True or false: Fruit and veggie juices aren't nutritious
Quite the opposite: The process of juicing removes many of the nutrients in fruit, particularly fibre, and leaves behind fructose, a type of sugar—so you’re essentially sipping sugar-laden water. All that fructose can increase levels of triglycerides (fat particles) in your blood, which may up your risk of heart disease, says Dr Kumar. And if you consume solely liquefied fruits and vegetables, you miss out on the fibre, protein, vitamins, and minerals other healthy foods provide. Bottom line: Eat fruits and veggies and other whole foods, and skip the $9 juice. . . .
True of false: Detoxing reverses holiday over indulgence
Quick fixes that sound too good to be true usually are. No juice blend or shake will help you rebound from too many cocktails or cookies, nor will it get your gut, kidney, or liver function back on track. “People may believe detox diets can flush impurities from our bodies, but the body relies on the liver, lungs, kidneys, skin, and digestive system to remove toxins and wastes,” says dietitian Molly Gee. If you’re in good health, this natural detox system will work just fine.

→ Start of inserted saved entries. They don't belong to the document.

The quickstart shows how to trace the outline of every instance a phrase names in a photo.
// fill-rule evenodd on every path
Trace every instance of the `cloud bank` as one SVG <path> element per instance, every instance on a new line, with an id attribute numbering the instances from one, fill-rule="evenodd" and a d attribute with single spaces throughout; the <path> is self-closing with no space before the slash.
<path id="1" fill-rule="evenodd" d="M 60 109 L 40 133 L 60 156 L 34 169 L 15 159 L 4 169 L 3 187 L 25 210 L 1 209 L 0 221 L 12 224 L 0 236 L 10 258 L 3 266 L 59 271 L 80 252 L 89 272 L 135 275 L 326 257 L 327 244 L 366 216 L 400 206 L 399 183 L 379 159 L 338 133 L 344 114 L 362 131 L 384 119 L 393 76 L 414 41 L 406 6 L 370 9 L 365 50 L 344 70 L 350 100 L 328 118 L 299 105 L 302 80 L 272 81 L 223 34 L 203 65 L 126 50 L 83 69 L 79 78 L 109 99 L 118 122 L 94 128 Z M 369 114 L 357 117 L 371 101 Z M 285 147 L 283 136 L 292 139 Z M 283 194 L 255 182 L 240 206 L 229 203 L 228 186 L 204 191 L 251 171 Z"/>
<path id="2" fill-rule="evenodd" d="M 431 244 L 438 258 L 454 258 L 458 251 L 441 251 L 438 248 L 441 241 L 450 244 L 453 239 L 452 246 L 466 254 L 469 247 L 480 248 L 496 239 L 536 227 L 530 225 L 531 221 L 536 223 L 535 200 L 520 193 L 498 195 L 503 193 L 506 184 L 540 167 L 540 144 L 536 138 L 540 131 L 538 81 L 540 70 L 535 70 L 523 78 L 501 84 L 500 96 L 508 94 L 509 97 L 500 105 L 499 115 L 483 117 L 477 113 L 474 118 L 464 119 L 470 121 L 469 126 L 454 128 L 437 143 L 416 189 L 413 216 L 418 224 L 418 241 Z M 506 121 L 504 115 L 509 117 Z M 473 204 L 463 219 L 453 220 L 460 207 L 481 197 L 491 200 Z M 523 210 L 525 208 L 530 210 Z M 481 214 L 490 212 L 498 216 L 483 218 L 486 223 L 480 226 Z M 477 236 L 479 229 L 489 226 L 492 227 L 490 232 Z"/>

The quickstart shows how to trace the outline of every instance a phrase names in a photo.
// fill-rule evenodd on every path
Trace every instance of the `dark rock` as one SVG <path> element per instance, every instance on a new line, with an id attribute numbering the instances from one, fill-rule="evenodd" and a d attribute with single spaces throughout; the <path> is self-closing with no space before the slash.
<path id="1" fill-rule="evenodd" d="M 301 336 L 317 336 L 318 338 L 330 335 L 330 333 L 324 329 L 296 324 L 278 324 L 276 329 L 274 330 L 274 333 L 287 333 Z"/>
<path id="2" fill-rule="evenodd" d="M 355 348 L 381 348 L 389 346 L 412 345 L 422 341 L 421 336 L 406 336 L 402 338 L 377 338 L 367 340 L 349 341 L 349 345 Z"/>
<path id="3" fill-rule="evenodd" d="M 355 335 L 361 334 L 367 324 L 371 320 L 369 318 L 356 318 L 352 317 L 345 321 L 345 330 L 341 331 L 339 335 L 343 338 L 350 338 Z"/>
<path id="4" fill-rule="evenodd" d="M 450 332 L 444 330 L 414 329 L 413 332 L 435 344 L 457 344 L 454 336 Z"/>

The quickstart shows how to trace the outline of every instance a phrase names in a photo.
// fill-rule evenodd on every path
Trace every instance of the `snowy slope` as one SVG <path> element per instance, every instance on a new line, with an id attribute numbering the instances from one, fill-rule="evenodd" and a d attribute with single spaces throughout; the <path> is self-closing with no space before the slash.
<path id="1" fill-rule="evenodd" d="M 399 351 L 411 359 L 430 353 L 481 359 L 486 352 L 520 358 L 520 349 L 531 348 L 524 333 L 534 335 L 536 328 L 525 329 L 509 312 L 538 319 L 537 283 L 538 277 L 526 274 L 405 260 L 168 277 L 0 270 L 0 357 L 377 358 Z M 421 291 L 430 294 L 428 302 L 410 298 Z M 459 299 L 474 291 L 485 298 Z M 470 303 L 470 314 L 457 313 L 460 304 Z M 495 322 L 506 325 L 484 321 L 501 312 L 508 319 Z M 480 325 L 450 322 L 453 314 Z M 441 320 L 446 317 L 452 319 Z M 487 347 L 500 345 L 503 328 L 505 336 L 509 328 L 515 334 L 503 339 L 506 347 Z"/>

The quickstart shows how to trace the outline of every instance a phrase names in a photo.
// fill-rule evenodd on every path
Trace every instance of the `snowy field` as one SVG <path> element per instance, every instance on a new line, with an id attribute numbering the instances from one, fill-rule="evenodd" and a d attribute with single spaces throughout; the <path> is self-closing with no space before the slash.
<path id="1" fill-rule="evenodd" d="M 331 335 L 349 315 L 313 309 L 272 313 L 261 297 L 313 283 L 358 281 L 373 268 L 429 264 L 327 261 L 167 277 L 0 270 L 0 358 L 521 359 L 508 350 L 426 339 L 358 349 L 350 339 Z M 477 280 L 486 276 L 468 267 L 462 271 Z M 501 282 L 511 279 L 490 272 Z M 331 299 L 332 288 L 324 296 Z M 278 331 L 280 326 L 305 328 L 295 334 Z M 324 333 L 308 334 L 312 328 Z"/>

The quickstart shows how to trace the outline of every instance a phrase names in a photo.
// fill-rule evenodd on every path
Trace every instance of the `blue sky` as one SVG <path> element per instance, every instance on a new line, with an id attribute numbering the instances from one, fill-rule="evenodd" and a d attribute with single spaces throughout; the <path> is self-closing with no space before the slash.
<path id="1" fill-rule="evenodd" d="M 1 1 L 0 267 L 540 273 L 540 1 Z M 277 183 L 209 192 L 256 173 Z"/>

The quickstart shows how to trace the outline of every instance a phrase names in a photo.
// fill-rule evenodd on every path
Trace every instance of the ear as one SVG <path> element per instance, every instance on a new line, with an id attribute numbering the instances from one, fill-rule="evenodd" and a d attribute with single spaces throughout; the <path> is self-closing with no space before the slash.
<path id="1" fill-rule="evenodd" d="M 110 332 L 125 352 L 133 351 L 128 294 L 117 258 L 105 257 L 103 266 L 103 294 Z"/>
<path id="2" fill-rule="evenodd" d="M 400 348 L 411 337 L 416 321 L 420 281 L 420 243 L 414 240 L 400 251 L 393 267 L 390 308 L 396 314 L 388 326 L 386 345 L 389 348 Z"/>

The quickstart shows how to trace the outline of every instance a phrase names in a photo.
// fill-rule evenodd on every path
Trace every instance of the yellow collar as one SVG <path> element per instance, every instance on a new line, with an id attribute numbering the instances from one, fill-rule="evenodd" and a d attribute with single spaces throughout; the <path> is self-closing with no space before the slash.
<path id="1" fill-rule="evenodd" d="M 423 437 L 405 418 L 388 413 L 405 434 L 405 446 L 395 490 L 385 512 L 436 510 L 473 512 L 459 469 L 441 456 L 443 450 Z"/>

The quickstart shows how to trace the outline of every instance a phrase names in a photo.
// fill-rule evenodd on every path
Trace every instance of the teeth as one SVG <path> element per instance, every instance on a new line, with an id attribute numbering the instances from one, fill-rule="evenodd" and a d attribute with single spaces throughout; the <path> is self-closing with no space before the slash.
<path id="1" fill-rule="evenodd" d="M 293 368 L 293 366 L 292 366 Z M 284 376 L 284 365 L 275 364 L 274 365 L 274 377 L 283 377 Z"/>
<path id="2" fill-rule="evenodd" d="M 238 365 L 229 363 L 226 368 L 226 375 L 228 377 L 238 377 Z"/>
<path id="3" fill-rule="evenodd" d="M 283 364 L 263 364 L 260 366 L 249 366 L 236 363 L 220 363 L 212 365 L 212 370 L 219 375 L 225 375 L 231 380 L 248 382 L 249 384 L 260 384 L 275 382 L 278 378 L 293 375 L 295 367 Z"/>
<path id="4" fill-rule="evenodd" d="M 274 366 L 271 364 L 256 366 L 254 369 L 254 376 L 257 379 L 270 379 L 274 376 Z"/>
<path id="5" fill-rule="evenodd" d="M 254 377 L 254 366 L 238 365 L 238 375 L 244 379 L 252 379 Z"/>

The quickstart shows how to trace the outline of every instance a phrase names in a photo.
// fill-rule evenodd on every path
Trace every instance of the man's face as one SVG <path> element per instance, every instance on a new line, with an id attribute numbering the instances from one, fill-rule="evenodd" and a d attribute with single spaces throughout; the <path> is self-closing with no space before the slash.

True of false: Detoxing will help boost your energy
You may think that light-headed feeling you get three days into a juice cleanse means it’s working, but in reality, restrictive cleanses can leave you feeling worse than you did before. Depriving your body of the calories and nutrients it needs to function can trigger energy loss, dizziness, moodiness, and serious complications like electrolyte and blood sugar imbalances, says Gee. What’s more, when the body doesn’t have its normal capabilities, “it’s psychologically taxing,” says Dr Kumar. “People may feel defeated, which can lead to binging or going back to other bad eating habits.”
True of false: Detox diets may help you manage certain chronic conditions, like diabetes.
If you hear of a plan that claims to eliminate chronic pain, erase an autoimmune disorder, or cause high blood pressure to zoom down, don’t believe the hype. “I’ve had diabetic patients follow a juice diet that resulted in uncontrolled blood sugar spikes,” warns Gee. “This is dangerous.” Detox diets are a bad idea for even the healthiest people, so those with a chronic condition should definitely steer clear, as they can interfere with medications and may cause dehydration, vitamin and mineral deficiencies, or muscle loss.